Voos Literários

Criticar o governo Lula é permitido para esquerdistas?

Flávia Cunha
25 de abril de 2023
O presidente eleito, Luiz Inácio Lula da Silva, visita pela primeira vez o centro de transição no Centro Cultural Banco do Brasil (CCBB) e se reúne com parlamentares das bancadas aliadas.

Criticar o governo Lula e as falas do presidente da República vem sendo um campo minado para quem tem ideais esquerdistas. Sem dúvida, a eleição do atual presidente é um alívio, depois de enfrentarmos os desmandos de Jair Bolsonaro no cargo. Porém, apenas por isso, Lula seria inquestionável?

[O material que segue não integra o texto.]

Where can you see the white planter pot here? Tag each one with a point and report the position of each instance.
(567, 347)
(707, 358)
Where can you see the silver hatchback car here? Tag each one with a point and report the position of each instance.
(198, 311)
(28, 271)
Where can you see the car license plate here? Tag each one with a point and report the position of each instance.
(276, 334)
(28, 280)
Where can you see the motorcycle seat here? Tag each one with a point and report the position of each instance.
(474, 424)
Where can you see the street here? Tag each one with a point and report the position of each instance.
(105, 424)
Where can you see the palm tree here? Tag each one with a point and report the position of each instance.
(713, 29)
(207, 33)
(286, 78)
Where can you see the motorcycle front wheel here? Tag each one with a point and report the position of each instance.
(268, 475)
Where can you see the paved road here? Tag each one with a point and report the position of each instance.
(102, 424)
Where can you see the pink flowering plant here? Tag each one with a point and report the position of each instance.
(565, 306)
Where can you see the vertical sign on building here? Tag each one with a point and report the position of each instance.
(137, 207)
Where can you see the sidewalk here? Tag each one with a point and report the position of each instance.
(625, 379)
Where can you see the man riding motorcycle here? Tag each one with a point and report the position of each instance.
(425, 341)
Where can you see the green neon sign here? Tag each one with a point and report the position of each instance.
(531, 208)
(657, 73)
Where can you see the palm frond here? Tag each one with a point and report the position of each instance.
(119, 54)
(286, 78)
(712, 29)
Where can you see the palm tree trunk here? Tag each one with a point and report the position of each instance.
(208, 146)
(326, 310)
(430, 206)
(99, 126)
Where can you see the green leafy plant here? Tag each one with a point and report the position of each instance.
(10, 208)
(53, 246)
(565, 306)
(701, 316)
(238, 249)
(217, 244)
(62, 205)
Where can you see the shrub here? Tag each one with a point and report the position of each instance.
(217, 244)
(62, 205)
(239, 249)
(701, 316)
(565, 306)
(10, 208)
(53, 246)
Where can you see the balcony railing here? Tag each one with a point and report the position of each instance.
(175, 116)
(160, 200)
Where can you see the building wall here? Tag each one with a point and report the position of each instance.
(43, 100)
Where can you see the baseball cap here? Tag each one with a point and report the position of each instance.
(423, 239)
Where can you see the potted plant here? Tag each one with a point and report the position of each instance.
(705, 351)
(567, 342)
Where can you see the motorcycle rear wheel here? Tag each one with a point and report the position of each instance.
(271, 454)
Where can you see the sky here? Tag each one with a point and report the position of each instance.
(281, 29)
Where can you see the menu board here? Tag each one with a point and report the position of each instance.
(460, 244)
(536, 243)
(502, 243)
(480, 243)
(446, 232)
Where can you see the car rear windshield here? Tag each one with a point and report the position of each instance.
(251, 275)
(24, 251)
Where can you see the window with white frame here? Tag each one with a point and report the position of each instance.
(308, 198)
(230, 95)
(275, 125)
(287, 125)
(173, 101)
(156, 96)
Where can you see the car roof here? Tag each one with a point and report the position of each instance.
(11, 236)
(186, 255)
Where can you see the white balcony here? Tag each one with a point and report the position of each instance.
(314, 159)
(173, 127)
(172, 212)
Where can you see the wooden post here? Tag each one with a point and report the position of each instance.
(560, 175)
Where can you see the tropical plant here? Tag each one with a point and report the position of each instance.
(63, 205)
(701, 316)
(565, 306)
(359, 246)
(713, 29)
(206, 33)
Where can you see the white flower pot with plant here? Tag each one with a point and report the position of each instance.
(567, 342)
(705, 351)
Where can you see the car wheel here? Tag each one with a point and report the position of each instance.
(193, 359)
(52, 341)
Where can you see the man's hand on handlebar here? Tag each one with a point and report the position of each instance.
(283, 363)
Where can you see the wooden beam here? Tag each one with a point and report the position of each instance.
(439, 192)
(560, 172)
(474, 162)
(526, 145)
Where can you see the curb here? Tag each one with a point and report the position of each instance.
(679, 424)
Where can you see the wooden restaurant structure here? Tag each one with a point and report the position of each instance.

Diante de um certo linchamento virtual para quem ousa apontar erros no atual governo, estou internamente reticente desde janeiro de 2023. Será que posso criticar, por exemplo, a forma como foi anunciada a taxação de compras em plataformas asiáticas e seu subsequente recuoDevo comentar que as falas improvisadas de Lula precisam ser contidas por sua equipe? É conveniente opinar que Janja talvez esteja um tom acima como primeira-dama e poderia ser um pouco mais discreta em suas declarações e posicionamentos?

Críticas construtivas deveriam ser bem-vindas

Para além do receio de “cancelamento” por parte de quem vê na figura de Lula um líder que nunca erra, recomendo avaliarmos se determinados posicionamentos contrários ao governo em seus primeiros meses não serão usados como munição pelas hordas da extrema-direita. Então, considero fundamental calcularmos quais críticas poderão ser de fato construtivas e não apenas serem somadas ao mero ato de falar mal de quem está no poder. Nesse sentido, percebemos o quanto o antipetismo construiu um repertório vasto – e tosco – que vai de citar a falta de um dedo de Lula a garantir que ele é o maior ladrão de todos os tempos, ainda que a corrupção no país seja endêmica e presente desde os primórdios da colonização portuguesa no Brasil.

Por outro lado, acredito que a capacidade de análise crítica foi deturpada nos últimos anos, em especial com o acirramento da polarização na política. Desaprovar determinada ação de alguém que admiramos não deveria nos transformar automaticamente em inimigo desta pessoa. 

Mas, no mundo virulento das redes sociais, é muitas vezes o que acontece. Um exemplo recente foi a reação a uma publicação de Manuela D’Ávila, que ousou fazer críticas e dar sugestões à equipe de comunicação do governo federal. Integrante do PC do B e ex-candidata à vice-presidente em 2018 na chapa com o petista Fernando Haddad, tenho certeza que ela jamais imaginou que seria xingada por esquerdistas por esta “ousadia”.  

Indicação de leitura

Como de costume, defendo o ponto de vista que os livros podem contribuir para mudanças reais de comportamento. Por isso, sugiro a leitura de Pensamento crítico: o poder da lógica e da argumentação, de Walter A. Carnielli e Richard L. Epstein, lançado no Brasil pela editora Rideel. 

No prefácio da primeira edição desta obra de filosofia, os autores destacam a importância do pensamento crítico, tão necessário nos tempos atuais:

“Pensar criticamente é algo com que nos defrontamos todos os dias, e é um componente fundamental da nossa formação numa verdadeira democracia. Precisamos pensar criticamente para sermos melhores cidadãos e melhores profissionais, quer sejamos professores, filósofos, advogados, juízes, políticos, jornalistas, historiadores, médicos, artistas ou cientistas. Se dominarmos o pensamento crítico, teremos a possibilidade de participar de um modo mais produtivo nas relações interpessoais, pois as nossas propostas serão mais claramente formuladas e estarão mais bem fundamentadas. E não seremos tão facilmente enganados pelo mau jornalismo, pela publicidade e pelos maus políticos. Teremos uma palavra sensata e fundamentada a dizer e poderemos contribuir para uma sociedade e para um ensino melhor.”